En 1984, " Close the door 2" pousse sur toutes les fréquences du pays. Ce morceau réunissant plusieurs compositions d'auteurs différents a été réalisé sans leur participation. Chacune des chansons utilisées conserve leur statut d'œuvre autonome. Leur incorporation dans ce tube de Dadou Pasquet n'enlève pas à celui-ci le caractère d'œuvre nouvelle puisque cette version compas des musiques R&B et Rythm Blues reflètent sa personnalité. Il a fait une œuvre composite. Il en est de même de " Accolade3 ", chanson inaugurant la série Pot-pourri lancée par Le Bossa Combo. Ce hit aux allures d'anthologie musicale montre qu'une œuvre peut être la résultante d'un mélange bien orchestré. Cette tendance à reprendre dans un même genre une œuvre préexistante a eu ses notes de noblesse dans les nombreux remake qui jalonnent la production cinématographique. Rappelez-vous " Trois hommes et un couffin ", film français que les américains ont rebaptisé " trois hommes et un bébé ". Œuvre nouvelle certes, mais aucun des auteurs ne peut revendiquer la propriété exclusive des droits que ces œuvres procurent.

Œuvres de collaboration

Certaines œuvres, souvent, impliquent la coopération de plusieurs auteurs. Dans le genre musical, il faut un compositeur pour la musique, un parolier pour le texte, un arrangeur pour la finition. Associées, ces créations distinctes deviennent une œuvre de collaboration comme l'illustre le cinéma. Etant dénombrable, chaque apport peut connaître une exploitation séparée. Ralph Boncy en a donné l'exemple en publiant dans un recueil4 une bonne partie des textes de chanson qu'il a écrits. Cette exploitation est possible quand les contributions de chaque auteur est identifiable. Mais dans la mesure où celles-ci fusionnent, aucun des coauteurs ne peut prétendre vouloir en faire un usage individuel. C'est le cas de " L'Amérique saigne (Gun bless America) 5", roman double titré dont la composition dilue l'apport effectif des deux écrivains.

Œuvres collectives

La réalisation d'un logiciel, d'une base de données, d'une encyclopédie est souvent l'initiative d'un entrepreneur. Ce dernier investit des sommes mirobolantes. Il cherche à avoir la maîtrise juridique de ces créations dont il est le seul à assurer les frais financiers. Aux Etats-Unis la doctrine des works made for hire6 lui a déjà donné gain de cause. En France, le résultat est analogue. Pourquoi? Parce que la publication de telles œuvres se fait toujours sous le nom de la personne ou de l'entreprise qui a eu l'idée de leur création et pris à sa charge leur réalisation et diffusion. Parce que ces œuvres mobilisent un nombre important d'auteurs salariés ne revendiquant jamais personnellement leur titre d'auteur. Parce qu'enfin, une fois l'œuvre crée, les apports restent impossibles à identifier tant ils se fondent dans l'ensemble.
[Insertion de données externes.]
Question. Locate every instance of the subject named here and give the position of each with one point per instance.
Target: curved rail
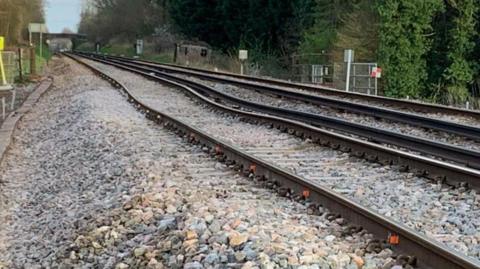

Ces œuvres que le décret de 1968, à tort, ne qualifiepas existent. Dans la perspective de l'élaboration d'une nouvelle loi, quand on sait le rôle des classes d'œuvres dans la détermination du titre d'auteur et de la durée de protection, on ne peut passer sous silence nécessité de qualifier les catégories.

La qualité d'auteur et le décret de 1968

L'article 19 énonce : " Le droit à la paternité, sur une oeuvre littéraire ou artistique, est le droit qu'a l'auteur de la publier sous son nom...". " Non seulement il peut poursuivre quiconque donne un faux nom à ses oeuvres, et lui interdire de les publier sous un autre nom que le sien, il peut poursuivre ceux qui usurpent son nom". Stipule l'article 20. Ces extraits rencontrent en substance la définition suivante : en propriété littéraire et artistique est qulifié d'auteur l'individu sous le nom duquel une création est publiée et " qui apparaît comme tel dans l'oeuvre par la mention de son, de sa signature, d'un signe ou de toute autre expression permettant de l'identifier ". Cette définition permet d'dientifier un auteur physique certes, mais ne reconnaît pas la qualité d'auteur à une personne morale. Or il existe des agences de publicité, des entreprises informatiques, des Journaux, bref des institutions génératrices d'oeuvres qui travaillent dans le pays. Elles sont souvent à l'initiative d'oeuvres, assurent la coordination de leur création, contrôle et dirige leur réalisation. Les oeuvres nées dans ses conditions sont régulièrement éditées, publiées, bref divulguées sous le nom de l'entreprise. Même si l'apport de chaque contributeur salarié peut être identifié, n'ayant pas coopéré au tout, il faut admettre qu'il ne peut revendiquer la paternité sur le tout. Donc un journal est publié sous son nom et non sur celui des rédacteurs car ils n'ont pas plénitude de droit sur le tout. Une telle réalité pourtant n'est pas prise en compte dans le décret de 1968. Le décret de 1968 protègent des oeuvres. Cette protection doit s'étendre. Il reconaît le titre d'auteur qu'à des individus créateur uniquement. Il y a là un manque à combler. Qu'en est-il des droits reconnus ?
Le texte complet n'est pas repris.